My mother hadn’t cared about my welfare, or my feelings.
She also hadn’t expected me to get to Gunner’s house and fall in love with him and his son.
It was four years of safety and sunshine, a real family after two years of me living with the ghost of my father, and when my mother divorced Gunner and pulled me back out of his life, his last words to me were that if I ever needed him, he’d come flying to me.
He was the last man who made me feel safe, with his rough auburn beard and his constant scent of freshly cut wood. The enormous cabin that always had a fire burning in it. My room, where he’d read a story to me whenever I asked. He became everything to me in the short time I knew him.

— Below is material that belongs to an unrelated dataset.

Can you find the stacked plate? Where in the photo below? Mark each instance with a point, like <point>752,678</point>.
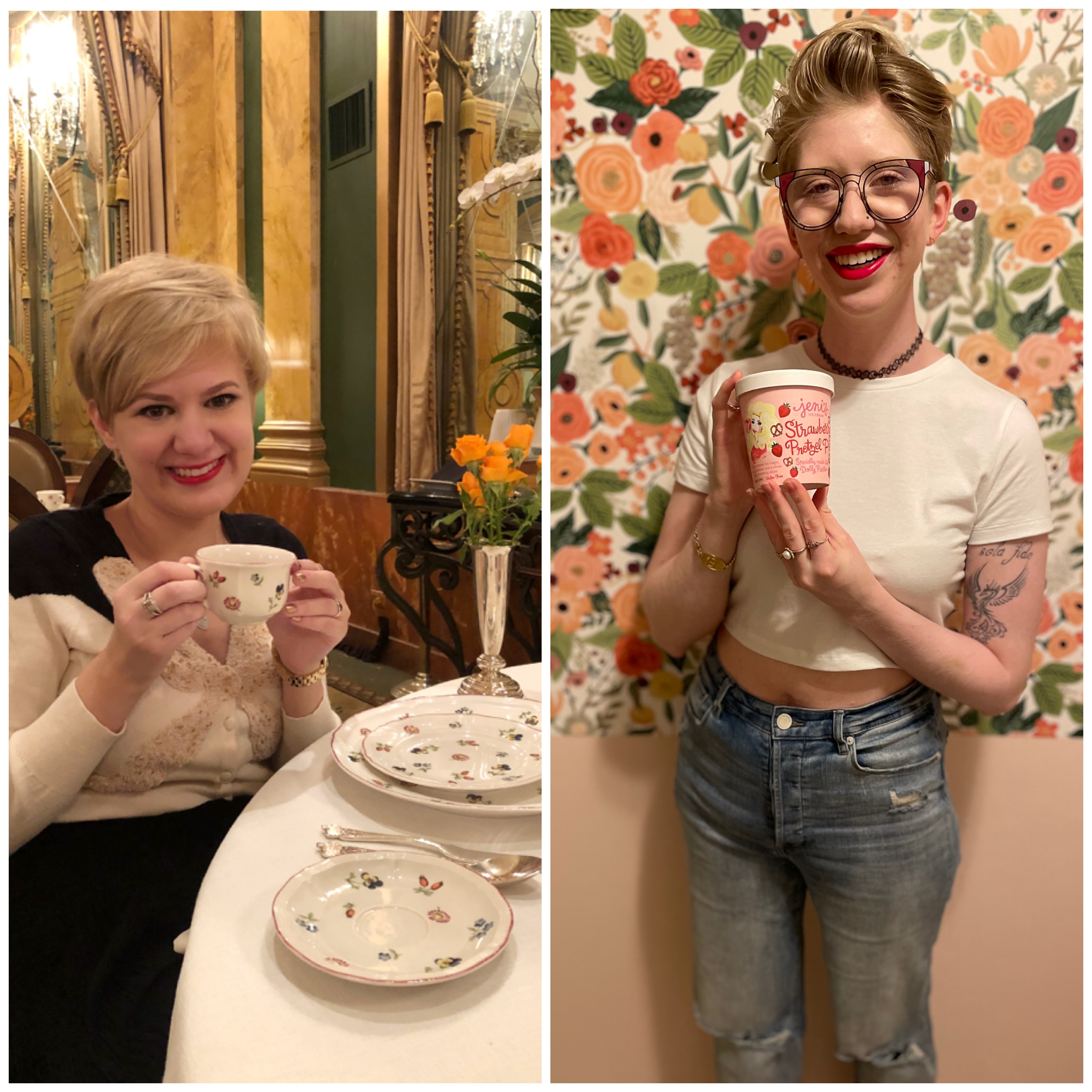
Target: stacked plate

And right now, he’s the only man I want to see. Because he’ll take me far from here, and if I ask him not to tell my mother, he won’t.
I rush to the bars and put my face against them, looking desperately one way and then the other down the hall. Where’s Burbank? How far has he gone?
“Officer Burbank?” I shout. “Can you take me to a phone? I need to make that phone call!”
I hear him muttering down the hall and have to stop myself from grinning like a maniac, because in a night full of confusion and horror, my heart has found Gunner Hawke’s name.
And for the first time in years, I feel like I know what I’m doing.
I just hope he remembers his promise to me.
And still plans to honor it.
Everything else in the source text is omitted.